Of the several billion dollars paid out to California's general acute care hospitals by the federal government during the first five years of the DSH program, which was intended to increase care for the poor, virtually none of the funds lead to increases in medical care inputs.

Public and private hospitals react differently to changes in financial incentives because local governments tend to reduce subsidies to public hospitals when their revenues increase. Government programs to increase medical care for the poor thus may fail to improve health outcomes because of this "soft budget constraint".

In Hospital Ownership and Public Medical Spending, (NBER Working Paper No. 7789), Mark Duggan shows that the distinction between private and public hospitals is much greater than the difference between private for-profit and private not-for-profit providers. For all practical purposes, both types of private hospitals react in the same way to changes in their financial incentives and to plausibly exogenous increases in their revenues.

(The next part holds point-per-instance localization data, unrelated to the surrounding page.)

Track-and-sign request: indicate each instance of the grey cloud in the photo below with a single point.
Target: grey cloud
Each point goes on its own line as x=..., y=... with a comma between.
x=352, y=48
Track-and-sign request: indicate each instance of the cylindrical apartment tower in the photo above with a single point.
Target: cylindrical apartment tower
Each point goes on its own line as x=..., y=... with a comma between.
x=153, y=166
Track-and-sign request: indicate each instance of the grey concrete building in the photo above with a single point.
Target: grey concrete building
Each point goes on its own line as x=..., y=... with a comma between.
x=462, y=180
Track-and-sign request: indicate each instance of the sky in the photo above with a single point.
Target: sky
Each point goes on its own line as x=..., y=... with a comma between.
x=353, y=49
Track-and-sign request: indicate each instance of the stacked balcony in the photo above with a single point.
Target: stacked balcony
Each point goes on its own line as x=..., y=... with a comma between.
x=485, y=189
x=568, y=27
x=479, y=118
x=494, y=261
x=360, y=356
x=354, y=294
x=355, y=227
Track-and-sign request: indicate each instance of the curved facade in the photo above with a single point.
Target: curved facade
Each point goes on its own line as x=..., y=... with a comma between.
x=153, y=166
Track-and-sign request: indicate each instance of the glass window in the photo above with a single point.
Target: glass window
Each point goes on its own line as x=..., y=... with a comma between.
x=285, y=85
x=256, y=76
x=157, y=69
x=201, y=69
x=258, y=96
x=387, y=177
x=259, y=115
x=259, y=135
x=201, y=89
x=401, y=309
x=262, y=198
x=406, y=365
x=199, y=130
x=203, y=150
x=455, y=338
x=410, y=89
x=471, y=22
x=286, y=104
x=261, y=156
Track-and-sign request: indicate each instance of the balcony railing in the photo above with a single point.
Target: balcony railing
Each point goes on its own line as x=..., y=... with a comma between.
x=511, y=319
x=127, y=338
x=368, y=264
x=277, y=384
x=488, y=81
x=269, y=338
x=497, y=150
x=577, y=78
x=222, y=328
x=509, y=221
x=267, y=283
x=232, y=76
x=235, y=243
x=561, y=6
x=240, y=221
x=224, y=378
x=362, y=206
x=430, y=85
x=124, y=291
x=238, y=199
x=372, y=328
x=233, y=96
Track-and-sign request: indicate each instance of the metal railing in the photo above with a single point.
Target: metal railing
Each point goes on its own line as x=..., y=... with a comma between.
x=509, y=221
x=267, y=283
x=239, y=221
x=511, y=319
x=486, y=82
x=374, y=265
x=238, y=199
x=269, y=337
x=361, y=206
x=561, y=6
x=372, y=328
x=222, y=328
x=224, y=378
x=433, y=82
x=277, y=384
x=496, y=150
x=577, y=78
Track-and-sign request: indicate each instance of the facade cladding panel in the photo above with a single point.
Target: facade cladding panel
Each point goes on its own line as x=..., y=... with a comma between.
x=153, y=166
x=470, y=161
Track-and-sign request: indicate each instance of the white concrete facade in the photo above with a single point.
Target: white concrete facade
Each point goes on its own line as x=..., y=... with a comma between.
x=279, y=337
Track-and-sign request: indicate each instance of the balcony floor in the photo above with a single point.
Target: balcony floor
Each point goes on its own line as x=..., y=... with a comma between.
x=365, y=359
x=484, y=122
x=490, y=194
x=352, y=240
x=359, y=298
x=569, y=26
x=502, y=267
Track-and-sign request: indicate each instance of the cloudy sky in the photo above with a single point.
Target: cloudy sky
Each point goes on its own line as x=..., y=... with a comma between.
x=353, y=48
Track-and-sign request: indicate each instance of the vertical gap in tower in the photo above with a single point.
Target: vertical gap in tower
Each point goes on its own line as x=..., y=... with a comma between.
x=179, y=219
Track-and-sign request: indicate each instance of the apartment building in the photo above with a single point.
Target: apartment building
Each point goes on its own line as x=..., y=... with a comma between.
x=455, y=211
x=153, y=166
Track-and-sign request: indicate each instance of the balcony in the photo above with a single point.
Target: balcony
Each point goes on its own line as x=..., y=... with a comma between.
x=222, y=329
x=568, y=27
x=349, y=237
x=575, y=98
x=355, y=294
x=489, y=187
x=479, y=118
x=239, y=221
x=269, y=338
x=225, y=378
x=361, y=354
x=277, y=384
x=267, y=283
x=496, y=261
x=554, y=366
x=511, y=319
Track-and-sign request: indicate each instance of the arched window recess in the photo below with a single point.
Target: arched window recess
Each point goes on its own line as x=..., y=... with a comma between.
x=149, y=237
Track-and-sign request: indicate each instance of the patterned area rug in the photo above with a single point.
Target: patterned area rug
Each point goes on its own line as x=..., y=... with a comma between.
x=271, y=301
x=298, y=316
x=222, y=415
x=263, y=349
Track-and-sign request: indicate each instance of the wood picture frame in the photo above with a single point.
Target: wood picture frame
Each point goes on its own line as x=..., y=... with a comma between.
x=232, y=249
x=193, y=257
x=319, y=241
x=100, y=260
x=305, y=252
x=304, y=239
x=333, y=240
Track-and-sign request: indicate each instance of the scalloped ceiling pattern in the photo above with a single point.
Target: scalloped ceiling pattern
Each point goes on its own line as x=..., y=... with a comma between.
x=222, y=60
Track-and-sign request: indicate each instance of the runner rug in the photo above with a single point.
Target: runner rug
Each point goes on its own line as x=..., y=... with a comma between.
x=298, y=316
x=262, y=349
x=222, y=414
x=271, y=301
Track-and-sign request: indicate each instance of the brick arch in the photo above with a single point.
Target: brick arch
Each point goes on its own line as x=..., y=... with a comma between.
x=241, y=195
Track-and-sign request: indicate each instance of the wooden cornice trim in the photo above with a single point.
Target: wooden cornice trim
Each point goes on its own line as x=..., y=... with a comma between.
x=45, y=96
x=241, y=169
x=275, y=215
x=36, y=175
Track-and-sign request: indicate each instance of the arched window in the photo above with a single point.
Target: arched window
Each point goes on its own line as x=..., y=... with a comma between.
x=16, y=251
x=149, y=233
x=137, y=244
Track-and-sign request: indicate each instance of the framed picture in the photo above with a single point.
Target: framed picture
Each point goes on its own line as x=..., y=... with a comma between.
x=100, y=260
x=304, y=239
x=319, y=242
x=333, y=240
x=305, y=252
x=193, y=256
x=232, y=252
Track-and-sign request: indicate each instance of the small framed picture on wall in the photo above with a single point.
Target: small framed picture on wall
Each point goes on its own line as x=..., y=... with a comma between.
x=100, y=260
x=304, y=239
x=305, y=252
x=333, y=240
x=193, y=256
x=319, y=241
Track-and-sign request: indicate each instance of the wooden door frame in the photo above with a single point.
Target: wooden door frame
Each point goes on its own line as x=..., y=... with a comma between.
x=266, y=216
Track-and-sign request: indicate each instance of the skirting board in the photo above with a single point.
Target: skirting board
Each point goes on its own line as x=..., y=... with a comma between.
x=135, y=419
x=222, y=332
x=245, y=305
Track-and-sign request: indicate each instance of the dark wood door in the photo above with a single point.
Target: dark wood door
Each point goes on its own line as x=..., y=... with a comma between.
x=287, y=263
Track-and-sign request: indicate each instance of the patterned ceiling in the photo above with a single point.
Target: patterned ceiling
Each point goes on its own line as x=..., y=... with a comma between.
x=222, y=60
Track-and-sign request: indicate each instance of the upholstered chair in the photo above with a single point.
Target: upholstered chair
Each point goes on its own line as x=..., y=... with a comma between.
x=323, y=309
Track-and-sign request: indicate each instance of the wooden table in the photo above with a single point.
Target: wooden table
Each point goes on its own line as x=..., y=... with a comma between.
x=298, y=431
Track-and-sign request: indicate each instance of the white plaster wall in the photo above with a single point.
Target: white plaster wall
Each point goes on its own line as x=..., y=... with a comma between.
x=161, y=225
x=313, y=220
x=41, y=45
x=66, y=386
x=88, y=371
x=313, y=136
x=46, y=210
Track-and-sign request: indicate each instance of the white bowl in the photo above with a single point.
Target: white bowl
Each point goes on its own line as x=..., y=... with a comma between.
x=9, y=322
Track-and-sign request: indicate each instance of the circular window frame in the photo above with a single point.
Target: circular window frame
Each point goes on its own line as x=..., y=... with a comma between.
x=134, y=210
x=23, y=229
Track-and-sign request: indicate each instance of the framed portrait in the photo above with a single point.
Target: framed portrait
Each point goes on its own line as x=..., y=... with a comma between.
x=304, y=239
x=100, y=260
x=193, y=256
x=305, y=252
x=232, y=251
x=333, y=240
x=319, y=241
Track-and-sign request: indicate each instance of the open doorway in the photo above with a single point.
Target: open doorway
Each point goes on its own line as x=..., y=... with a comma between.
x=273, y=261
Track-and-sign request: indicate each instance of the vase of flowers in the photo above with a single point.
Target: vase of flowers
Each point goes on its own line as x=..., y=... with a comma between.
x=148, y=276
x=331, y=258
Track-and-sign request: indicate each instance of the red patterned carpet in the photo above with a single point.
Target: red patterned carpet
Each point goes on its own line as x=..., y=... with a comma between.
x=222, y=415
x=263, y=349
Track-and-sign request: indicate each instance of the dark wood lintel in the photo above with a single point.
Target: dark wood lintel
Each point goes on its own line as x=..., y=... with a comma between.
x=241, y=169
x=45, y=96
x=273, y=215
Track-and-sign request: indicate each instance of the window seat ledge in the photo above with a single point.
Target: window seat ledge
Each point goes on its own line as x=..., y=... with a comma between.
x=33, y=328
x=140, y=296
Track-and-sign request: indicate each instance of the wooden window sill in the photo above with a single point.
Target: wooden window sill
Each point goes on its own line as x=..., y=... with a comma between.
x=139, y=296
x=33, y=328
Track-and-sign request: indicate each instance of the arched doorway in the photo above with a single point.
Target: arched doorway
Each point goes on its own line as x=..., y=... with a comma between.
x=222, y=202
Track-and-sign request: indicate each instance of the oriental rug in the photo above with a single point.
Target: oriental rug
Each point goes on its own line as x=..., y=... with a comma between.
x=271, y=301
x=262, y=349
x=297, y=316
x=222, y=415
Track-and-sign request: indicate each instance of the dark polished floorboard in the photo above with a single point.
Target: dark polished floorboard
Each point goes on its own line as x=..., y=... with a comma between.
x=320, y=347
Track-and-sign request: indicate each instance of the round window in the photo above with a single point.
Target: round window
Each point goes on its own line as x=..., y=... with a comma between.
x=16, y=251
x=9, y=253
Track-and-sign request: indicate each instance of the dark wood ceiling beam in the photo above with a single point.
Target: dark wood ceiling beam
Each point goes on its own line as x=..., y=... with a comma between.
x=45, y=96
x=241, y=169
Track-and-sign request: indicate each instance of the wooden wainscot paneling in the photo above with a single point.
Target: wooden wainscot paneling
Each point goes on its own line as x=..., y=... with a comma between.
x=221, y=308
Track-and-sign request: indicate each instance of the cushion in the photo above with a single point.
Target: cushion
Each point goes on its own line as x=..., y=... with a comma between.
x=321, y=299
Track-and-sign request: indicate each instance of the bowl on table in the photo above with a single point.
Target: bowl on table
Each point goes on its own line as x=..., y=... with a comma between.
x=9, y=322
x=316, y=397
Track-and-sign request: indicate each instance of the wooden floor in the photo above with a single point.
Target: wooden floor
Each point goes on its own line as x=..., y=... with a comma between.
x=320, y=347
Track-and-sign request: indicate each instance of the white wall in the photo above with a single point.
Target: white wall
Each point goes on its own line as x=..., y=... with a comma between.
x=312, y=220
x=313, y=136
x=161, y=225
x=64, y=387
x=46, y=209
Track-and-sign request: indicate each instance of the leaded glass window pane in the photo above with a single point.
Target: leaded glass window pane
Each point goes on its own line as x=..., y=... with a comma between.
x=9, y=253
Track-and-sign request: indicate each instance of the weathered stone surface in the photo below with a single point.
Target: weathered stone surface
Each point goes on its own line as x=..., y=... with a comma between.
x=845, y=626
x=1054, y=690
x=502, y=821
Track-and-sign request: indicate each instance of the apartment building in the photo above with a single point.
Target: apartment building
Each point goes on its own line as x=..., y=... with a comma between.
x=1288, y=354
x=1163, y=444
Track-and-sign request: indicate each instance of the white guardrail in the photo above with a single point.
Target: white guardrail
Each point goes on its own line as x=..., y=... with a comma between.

Duggan's study exploits a 1990 change to California's Medicaid program that was intended to significantly increase hospitals' financial incentives to treat the poor by transferring vast sums of money to those hospitals that provide a disproportionate amount of care to the indigent. He shows that private not-for-profit hospitals are just as responsive to the changes created by the Disproportionate Share Program (DSH) as are private for-profit facilities. Both types of private hospitals are significantly more responsive than public hospitals to the improved financial incentives. The private for-profit and private not-for-profit hospitals attract the most profitable indigent patients (those with Medicaid coverage) from public hospitals while continuing to avoid the unprofitable ones (the uninsured).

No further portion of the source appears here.